Siesta eski bir gelenek olup öğlen yemeğinden sonra bir kaç dakika ( genel olarak yirmi otuz dakika olmakla beraber bu süre bazen bir iki saate kadar uzayabilir ) kestirmek anlamına gelir. Bu gelenek günümüzde İspanyanın bazı bölgelerinde, Latin Amerika, Yunanistan, Çin, Orta doğu ve kuzey Afrika da devam etmektedir. Kelime köken olarak Latince hora sexta ( altıncı saat ) dan gelir, gün ortasındaki 12.00 – 15.00 saatleri arası iş saatlerindeki dinlenme ve tekrar çalışmak için enerji toplamayı iade eder.

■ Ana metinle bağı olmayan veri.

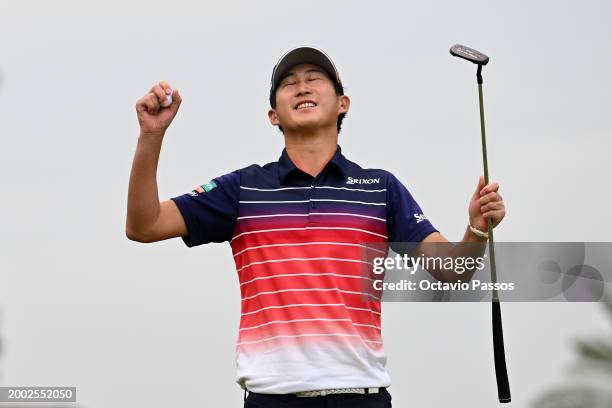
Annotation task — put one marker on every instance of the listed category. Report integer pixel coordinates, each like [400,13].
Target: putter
[501,372]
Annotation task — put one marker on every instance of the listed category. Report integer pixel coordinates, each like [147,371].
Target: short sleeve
[405,219]
[210,210]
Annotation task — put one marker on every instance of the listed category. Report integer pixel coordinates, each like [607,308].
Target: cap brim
[303,55]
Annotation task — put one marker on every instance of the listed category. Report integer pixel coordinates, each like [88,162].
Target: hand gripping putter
[501,372]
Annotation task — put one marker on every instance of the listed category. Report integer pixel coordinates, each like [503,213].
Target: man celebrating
[296,228]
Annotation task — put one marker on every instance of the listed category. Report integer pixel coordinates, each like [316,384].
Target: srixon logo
[352,180]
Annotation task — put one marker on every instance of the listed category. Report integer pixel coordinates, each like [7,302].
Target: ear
[273,117]
[345,103]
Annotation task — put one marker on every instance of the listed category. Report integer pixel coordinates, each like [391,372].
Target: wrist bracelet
[478,232]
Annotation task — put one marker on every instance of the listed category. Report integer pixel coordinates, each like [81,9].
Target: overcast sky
[154,325]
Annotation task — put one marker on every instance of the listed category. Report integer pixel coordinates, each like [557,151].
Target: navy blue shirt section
[211,215]
[405,219]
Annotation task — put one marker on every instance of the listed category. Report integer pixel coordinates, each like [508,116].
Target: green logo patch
[209,186]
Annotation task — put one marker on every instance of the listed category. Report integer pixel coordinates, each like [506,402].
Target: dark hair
[339,91]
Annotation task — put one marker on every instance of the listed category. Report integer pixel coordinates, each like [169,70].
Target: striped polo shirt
[297,242]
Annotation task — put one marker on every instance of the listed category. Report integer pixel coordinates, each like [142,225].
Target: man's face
[306,100]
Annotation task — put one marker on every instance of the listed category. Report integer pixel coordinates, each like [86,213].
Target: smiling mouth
[305,105]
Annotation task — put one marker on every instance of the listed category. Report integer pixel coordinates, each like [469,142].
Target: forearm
[470,247]
[143,199]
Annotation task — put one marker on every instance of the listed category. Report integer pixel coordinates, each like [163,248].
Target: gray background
[155,325]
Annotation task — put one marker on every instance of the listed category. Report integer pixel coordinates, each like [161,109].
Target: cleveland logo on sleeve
[203,188]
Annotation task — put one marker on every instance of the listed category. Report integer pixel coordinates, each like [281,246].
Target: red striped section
[293,328]
[315,234]
[346,221]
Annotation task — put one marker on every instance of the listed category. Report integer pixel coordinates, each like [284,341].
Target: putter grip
[501,372]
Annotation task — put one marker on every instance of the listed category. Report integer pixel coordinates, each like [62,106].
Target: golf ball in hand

Siesta sadece bir ispanyol geleneği olmakla kalmayıp aynı zamanda biyolyojik anlamda bir açıklaması vardır. Yemekten sonra kandaki düşüşün bir sonucudur. Sindirim sistemi yemekten sonra uyku düzenini harekete geçirir.
Bilimsel olarak 30 dakika süren bir siesta (daha fazla süren öğlen uykusu vücudun biyolojik saatini bozar ve akşam uykusu düzeninide altüst eder) genel sağlığa, vücudun kan sirkülasyonuna , stresin yokedilmesine, hafıza, öğrenme yeteneğine faydalı olur ve verimli çalışma süresini arttırır.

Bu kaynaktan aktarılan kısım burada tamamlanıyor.